O Ministério Público Federal (MPF) instaurou um inquérito, na noite da última segunda-feira (30/1), sobre a declaração do governador de Roraima, Antonio Denarium (Progressistas), sobre o povo Yanomami.
Em entrevista à Folha de S. Paulo, Denarium afirmou que os indígenas devem “se aculturar” e não “podem ficar mais no meio da mata, parecendo bicho”. Segundo o MPF, as falas do governador do estado – onde figura a crise humanitária do povo Yanomami – são discriminatórias.
Ao ser questionado a respeito dos projetos que o estado mantém na terra indígena, Denarium respondeu: “Tenho 260 escolas em comunidades. Eles querem ser advogados, professores, médicos. Eu acho correto. Eles [indígenas] têm que se aculturar, não podem mais ficar no meio da mata, parecendo bicho. Eles têm que estar lá com condição, com estrada, escola, posto de saúde, fazendo-os agrícolas, produzindo macaxeira, farinha”.
De acordo com o procurador Alisson Marugal, as falas do governador “além de ofender a imagem coletiva dos Yanomami, rotulando-os como ‘bichos’, expressam opinião depreciativa que implica, ao que parece, a conclusão de que os povos indígenas não podem viver seu modo de vida tradicional.”

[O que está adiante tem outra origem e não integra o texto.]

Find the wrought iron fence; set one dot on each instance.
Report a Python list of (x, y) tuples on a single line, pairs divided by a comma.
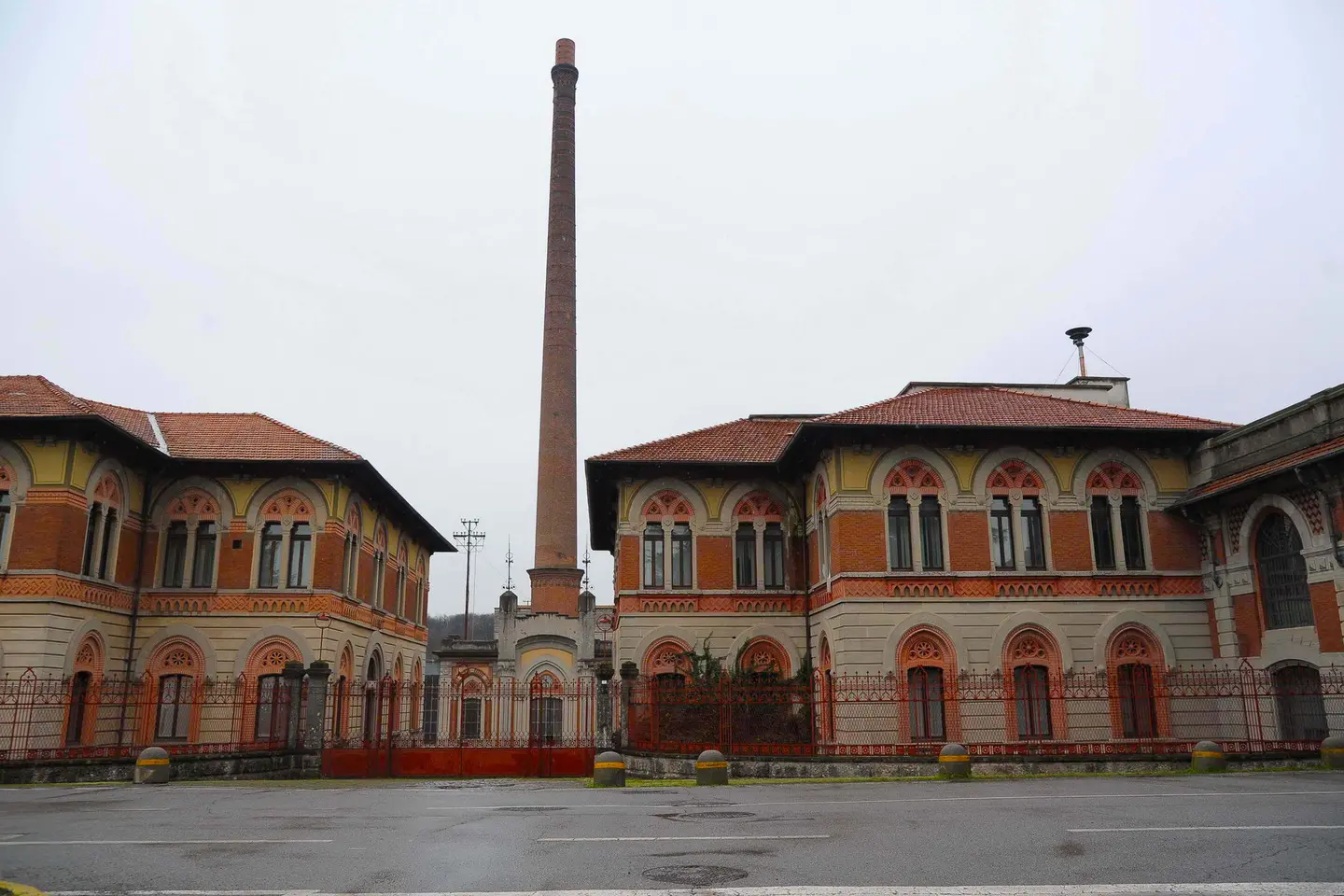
[(472, 712), (86, 718), (1133, 711)]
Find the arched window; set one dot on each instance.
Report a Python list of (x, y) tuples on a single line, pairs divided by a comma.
[(763, 660), (82, 713), (104, 528), (1031, 664), (176, 670), (546, 712), (1136, 665), (1114, 492), (1015, 493), (1301, 708), (1282, 572), (758, 543), (350, 562), (668, 543), (929, 666), (914, 517)]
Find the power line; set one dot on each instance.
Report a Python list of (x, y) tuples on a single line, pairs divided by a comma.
[(472, 539)]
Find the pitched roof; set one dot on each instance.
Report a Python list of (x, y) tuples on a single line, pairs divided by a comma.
[(1267, 468), (763, 440), (214, 437), (995, 406), (753, 440)]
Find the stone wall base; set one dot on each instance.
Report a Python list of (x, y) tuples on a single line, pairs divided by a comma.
[(666, 767), (228, 766)]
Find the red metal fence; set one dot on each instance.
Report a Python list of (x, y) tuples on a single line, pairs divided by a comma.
[(85, 718), (1105, 712), (469, 728)]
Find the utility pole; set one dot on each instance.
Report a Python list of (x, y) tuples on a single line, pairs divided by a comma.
[(472, 539)]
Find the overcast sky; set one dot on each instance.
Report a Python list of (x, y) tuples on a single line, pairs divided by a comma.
[(335, 214)]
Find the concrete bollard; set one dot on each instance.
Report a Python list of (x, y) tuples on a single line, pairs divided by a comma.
[(711, 768), (1332, 751), (1207, 757), (609, 770), (152, 766), (953, 762)]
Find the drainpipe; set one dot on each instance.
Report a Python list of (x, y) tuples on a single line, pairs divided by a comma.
[(134, 602)]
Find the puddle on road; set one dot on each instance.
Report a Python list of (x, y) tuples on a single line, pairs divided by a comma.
[(695, 875)]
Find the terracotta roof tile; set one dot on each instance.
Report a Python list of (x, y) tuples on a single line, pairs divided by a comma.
[(763, 440), (748, 441), (244, 437), (1261, 470), (217, 437), (992, 406)]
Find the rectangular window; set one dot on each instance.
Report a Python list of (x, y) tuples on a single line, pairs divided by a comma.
[(1032, 700), (5, 514), (271, 709), (1132, 532), (746, 555), (470, 718), (109, 532), (653, 556), (300, 546), (898, 534), (174, 707), (1137, 707), (175, 555), (546, 719), (926, 711), (773, 541), (91, 534), (931, 532), (268, 574), (681, 555), (1001, 534), (1032, 535), (203, 558), (1103, 543)]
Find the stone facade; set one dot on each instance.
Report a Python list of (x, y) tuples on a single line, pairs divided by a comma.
[(208, 550), (1106, 535)]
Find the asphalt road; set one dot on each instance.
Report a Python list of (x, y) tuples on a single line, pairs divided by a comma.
[(559, 835)]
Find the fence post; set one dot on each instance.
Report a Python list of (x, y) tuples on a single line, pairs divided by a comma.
[(629, 675), (293, 678), (315, 723)]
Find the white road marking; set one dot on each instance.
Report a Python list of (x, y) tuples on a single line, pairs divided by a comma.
[(1046, 889), (904, 800), (617, 840), (148, 843), (1127, 831)]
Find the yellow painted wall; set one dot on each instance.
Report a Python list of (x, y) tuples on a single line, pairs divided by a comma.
[(855, 469), (555, 654), (964, 465), (1063, 467), (1170, 473), (82, 467), (48, 462)]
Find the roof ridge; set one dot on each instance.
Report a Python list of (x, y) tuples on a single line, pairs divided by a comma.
[(70, 397), (1109, 407), (299, 431), (678, 436)]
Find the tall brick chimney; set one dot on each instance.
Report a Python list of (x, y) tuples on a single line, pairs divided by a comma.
[(555, 578)]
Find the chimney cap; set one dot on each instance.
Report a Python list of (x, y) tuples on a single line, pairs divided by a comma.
[(1078, 333)]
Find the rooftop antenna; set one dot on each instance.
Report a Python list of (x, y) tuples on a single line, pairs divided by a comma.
[(1078, 335), (473, 539), (588, 558)]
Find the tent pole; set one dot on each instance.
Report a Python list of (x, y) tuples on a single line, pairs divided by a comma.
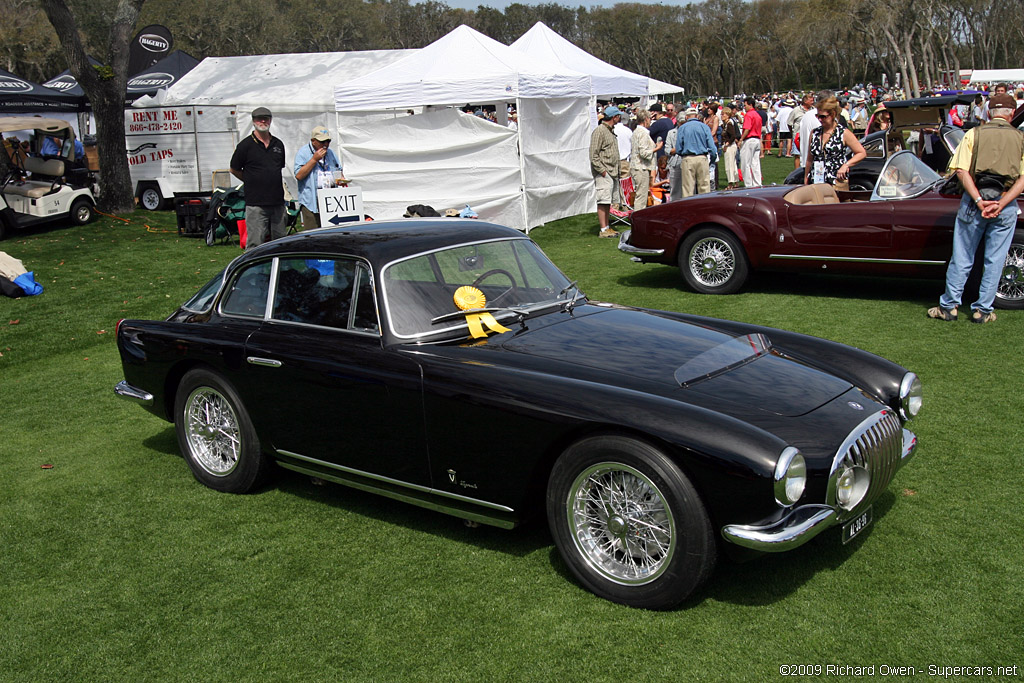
[(522, 166)]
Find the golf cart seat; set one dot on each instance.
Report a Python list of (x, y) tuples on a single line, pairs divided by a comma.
[(45, 178)]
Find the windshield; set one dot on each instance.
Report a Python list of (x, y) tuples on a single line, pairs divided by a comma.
[(903, 175), (510, 273), (722, 357)]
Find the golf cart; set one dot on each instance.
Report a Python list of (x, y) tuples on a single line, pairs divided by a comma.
[(46, 181)]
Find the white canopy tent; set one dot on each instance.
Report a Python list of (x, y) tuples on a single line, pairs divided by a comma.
[(297, 88), (446, 159), (606, 80), (1011, 76)]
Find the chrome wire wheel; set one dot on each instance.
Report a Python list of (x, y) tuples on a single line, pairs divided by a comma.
[(1011, 288), (621, 523), (712, 261), (212, 431)]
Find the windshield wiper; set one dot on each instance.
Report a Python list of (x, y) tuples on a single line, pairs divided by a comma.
[(520, 313), (567, 288), (577, 296)]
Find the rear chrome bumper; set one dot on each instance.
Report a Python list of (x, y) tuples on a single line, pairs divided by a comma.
[(627, 248), (126, 390), (802, 523)]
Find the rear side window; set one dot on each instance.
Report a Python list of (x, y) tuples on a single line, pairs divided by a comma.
[(329, 293), (248, 293), (204, 298)]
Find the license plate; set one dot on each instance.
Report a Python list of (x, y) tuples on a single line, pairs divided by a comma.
[(852, 528)]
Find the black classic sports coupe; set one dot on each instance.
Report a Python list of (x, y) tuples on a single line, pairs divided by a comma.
[(449, 364)]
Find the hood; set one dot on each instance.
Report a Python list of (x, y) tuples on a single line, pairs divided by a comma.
[(689, 361)]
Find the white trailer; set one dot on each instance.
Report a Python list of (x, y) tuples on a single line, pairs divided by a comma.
[(177, 150)]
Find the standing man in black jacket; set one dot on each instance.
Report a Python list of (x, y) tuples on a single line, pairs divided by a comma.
[(257, 162)]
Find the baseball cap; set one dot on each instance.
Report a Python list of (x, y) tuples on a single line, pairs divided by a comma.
[(1005, 100)]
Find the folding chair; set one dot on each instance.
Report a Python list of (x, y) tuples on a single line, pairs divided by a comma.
[(622, 196)]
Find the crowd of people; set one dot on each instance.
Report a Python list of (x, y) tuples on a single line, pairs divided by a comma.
[(693, 142)]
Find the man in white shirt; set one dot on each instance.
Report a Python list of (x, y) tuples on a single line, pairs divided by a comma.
[(784, 109), (625, 136)]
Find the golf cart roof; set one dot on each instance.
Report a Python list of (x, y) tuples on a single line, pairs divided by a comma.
[(48, 126)]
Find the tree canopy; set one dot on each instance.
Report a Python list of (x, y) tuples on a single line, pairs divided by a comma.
[(725, 46)]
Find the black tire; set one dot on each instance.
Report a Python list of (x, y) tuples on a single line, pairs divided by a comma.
[(216, 435), (653, 564), (81, 211), (713, 261), (150, 198), (1010, 294)]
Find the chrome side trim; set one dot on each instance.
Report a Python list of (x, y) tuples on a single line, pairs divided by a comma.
[(266, 363), (396, 482), (853, 259), (126, 390), (627, 248), (795, 529)]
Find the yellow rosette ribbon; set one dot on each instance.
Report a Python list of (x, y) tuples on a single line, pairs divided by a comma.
[(469, 298)]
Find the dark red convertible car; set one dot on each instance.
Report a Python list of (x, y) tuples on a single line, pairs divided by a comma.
[(902, 226)]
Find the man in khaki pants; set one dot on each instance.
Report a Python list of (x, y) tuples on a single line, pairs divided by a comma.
[(696, 147)]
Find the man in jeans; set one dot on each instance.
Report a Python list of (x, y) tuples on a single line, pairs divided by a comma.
[(750, 147), (257, 162), (987, 211)]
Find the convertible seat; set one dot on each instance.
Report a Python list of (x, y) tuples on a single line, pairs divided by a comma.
[(36, 187), (819, 193)]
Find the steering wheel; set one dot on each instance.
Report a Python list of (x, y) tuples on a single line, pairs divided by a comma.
[(498, 271)]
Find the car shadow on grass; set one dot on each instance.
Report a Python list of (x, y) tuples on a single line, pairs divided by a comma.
[(518, 542), (805, 284), (771, 578)]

“As declarações do governador do estado de Roraima aparentemente negam o direito à existência do modo de vida tradicional Yanomami”, diz trecho do documento. “A manifestação preconceituosa concretiza-se com ofensas ou humilhações que importam menoscabo, ultraje ou vilipêndio, valendo-se de expressões linguísticas depreciativas inspiradas na etnia”.
Denarium pode ser responsabilizado nas esferas cívicas e criminosas. As falas podem configurar o crime previsto no art. 20 da Lei sobre Crimes de Preconceito de Raça ou de Cor. A pena é de reclusão de um a três anos e multa.
Para a Associação Hutukara Yanomami, organização representativa do grupo indígena, o governador é “cúmplice” da crise humanitária do povo Yanomami. “Falas desse tom denúncia o grau de reconhecimento e preconceitos a que o povo yanomami está inumanos. Nossos modos de vida nos são negados como se fôssemos primitivos, incapazes, inumanos”, escreveu em nota.
“É preciso repudiar com veemência a visão colonizadora sobre os povos indígenas do país que os reduzem a animais, incapazes, ou qualquer subcategoria de sujeitos excluídos de direitos que devam se submeter aos modos de vida da cidade”, declarou a assossiação.
Nota de repúdio da HUTUKARA associação Yanomami.
Sobre a fala do governador DENARIUM a folha de São Paulo. @antoniodenarium .. @JoeniaWapichana .. @GuajajaraSonia pic.twitter.com/0e9kfyP7VO— Dário Kopenawa Yanomami (@Dario_Kopenawa) 30 de janeiro de 2023
o outro lado
A assessoria de Denarium afirma ter recebido a citação com “estranheza”, uma vez que “as informações repassadas pelo governador foram tiradas do contexto na matéria veiculada”.
Segundo eles, o governador “não fez qualquer citação discriminatória em relação ao povo Yanomami”.
Leia a nota na íntegra:
A Secretaria de Comunicação do Governo de Roraima informa que recebeu com estranheza a citação, já que as informações repassadas pelo governador foram tiradas do contexto na matéria veiculada.
Em momento algum o governador fez qualquer citação discriminatória em relação ao povo Yanomami e desejo pela melhoria da vida das pessoas é o desejo de qualquer pessoa que valorize a propriedade de indígenas ou não.
O Governo do Estado reafirma o compromisso constitucional de atuar dentro da legalidade e trabalhando pelo desenvolvimento de Roraima e da sua gente.